O grito antibélico e anti-imperialista de Odete Semedo
Odete Semedo é uma poetisa guineense, nascida em 1959. O livro "No fundo do canto" é a tentativa de se reconstruir um país acossado pelas guerras coloniais e de independência. Odete faz uso das primeira e terceira pessoas para dotar de lirismo a tragédia da guerra. Em terceira pessoa, vale-se da figura do tcholonadur, ou seja, mensageiro, que convoca o leitor para desbravar os meandros da violência. Um excerto dela:
“Não te afastes/ aproxima -te de mim/ (...) pede-me que te mostre/ o caminho do desassossego/ o canto do sofrimento/ porque sou eu o teu mensageiro/ (...) vem... / senta -te que a história não é curta”
Há também a crítica ao estado atual de coisas, personificado pela tecnologia:
“Veio a tecnologia/ espreitou/ mas não entrou/ tropeçou num buraco/ estava escuro/ não deu com a entrada/ e continuou na rua ao pé da casa/ à espera de luz “.
Nesses versos, a tecnologia é a globalização, na tentativa de aculturar o país e se vê aquela impossibilitada de entrar, pois a cultura autóctone é encarada como escuridão.
A inserção de Guiné-Bissau na esteira do capitalismo internacional não é saudada de forma positiva, já que tal movimento não dirime as contradições de uma nação mergulhada na miséria:
“à espera de um dia novo/ interrogavam -se entre si/ como caminhar no escuro/ como dar o que não se tem/ como ter o que não se construiu/ como arrecadar o que não se juntou/ como juntar o que não se espalhou?”
É uma crítica mordaz aos pressupostos gerais e ditatorias dos organismos mundiais de regulamentação econômica.
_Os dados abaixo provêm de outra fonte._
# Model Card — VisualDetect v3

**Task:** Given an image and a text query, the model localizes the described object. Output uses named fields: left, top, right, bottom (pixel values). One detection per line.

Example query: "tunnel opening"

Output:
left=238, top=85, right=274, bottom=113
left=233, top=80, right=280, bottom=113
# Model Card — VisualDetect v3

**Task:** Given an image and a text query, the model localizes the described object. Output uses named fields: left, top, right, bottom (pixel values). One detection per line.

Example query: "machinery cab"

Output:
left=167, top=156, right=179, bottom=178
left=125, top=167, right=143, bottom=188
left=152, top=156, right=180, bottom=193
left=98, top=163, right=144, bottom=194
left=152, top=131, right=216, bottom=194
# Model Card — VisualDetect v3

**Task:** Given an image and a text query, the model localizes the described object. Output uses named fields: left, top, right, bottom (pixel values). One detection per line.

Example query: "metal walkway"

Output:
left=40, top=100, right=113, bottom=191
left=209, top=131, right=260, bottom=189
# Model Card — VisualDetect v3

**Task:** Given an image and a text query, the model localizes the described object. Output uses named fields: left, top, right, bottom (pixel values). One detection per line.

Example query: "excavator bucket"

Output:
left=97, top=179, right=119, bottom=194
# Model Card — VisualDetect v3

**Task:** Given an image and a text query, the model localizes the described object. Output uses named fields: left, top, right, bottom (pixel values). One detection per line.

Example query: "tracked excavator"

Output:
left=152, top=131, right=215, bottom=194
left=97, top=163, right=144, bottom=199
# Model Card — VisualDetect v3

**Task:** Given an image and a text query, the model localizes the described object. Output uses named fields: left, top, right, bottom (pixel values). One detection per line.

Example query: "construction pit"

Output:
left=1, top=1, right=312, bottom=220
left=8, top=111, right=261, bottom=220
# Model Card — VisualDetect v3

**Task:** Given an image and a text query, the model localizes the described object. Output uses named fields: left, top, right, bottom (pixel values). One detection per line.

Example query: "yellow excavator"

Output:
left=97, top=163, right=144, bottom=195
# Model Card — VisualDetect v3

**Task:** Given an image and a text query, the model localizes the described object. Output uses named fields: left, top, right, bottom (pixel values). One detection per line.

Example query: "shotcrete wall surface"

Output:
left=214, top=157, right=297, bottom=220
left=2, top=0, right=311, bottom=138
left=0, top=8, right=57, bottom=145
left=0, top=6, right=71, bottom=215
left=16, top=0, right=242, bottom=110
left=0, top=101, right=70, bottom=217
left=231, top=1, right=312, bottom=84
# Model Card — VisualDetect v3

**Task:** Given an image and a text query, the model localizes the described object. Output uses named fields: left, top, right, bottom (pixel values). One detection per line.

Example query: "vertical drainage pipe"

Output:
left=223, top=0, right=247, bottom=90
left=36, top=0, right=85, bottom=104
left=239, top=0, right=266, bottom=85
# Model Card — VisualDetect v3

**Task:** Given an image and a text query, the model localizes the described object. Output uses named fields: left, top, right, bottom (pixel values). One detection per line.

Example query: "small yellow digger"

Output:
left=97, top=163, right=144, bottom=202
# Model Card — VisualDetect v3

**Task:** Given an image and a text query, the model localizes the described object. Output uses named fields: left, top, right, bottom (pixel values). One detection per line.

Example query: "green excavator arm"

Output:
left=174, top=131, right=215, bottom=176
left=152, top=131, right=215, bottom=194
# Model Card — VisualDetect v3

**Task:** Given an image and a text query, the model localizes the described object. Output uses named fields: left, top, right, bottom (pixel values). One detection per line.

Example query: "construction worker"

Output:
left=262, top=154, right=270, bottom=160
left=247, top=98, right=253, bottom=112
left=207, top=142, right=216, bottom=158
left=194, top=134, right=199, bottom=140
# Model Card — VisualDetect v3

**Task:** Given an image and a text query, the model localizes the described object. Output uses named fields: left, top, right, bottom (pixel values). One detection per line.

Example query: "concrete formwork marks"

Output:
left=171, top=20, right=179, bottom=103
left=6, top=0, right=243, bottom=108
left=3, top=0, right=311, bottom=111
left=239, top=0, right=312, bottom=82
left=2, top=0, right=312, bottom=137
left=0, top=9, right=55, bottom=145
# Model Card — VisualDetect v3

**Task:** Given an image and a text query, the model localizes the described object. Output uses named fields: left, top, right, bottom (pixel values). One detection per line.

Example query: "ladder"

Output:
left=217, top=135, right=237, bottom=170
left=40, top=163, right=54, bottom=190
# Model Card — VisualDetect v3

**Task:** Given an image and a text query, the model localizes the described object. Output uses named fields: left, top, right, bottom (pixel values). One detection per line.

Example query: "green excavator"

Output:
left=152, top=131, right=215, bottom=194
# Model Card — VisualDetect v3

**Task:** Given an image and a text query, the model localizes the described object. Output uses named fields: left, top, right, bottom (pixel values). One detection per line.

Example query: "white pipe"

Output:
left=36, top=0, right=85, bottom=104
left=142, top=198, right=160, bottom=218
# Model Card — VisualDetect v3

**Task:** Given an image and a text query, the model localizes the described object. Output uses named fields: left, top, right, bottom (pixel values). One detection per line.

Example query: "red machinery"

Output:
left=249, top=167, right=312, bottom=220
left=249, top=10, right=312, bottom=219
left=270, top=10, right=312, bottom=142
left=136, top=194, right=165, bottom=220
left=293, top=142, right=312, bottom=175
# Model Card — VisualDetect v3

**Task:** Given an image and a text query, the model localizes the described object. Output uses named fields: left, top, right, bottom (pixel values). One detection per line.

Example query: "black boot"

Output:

Tudo que se ordena a todos não serve para as idiossincrasias de cada país. Contudo, Odete vê a integração das diversas etnias como a força necessária para romper a secular dependência da nação:
“Os irans das djorsons sentiram/ Guiné e Bissau uma só/ erguendo -se com vigor/ reafirmando sua força (...)/ invocaram todas as energias/ do alto às profundezas do mar/ e o chão foi abençoado”.
Os versos servem tanto para a realidade específica do país africano, como para a situação dos países de Terceiro Mundo. Tolstói dissera que, para ser universal, deverá cantar a própria aldeia.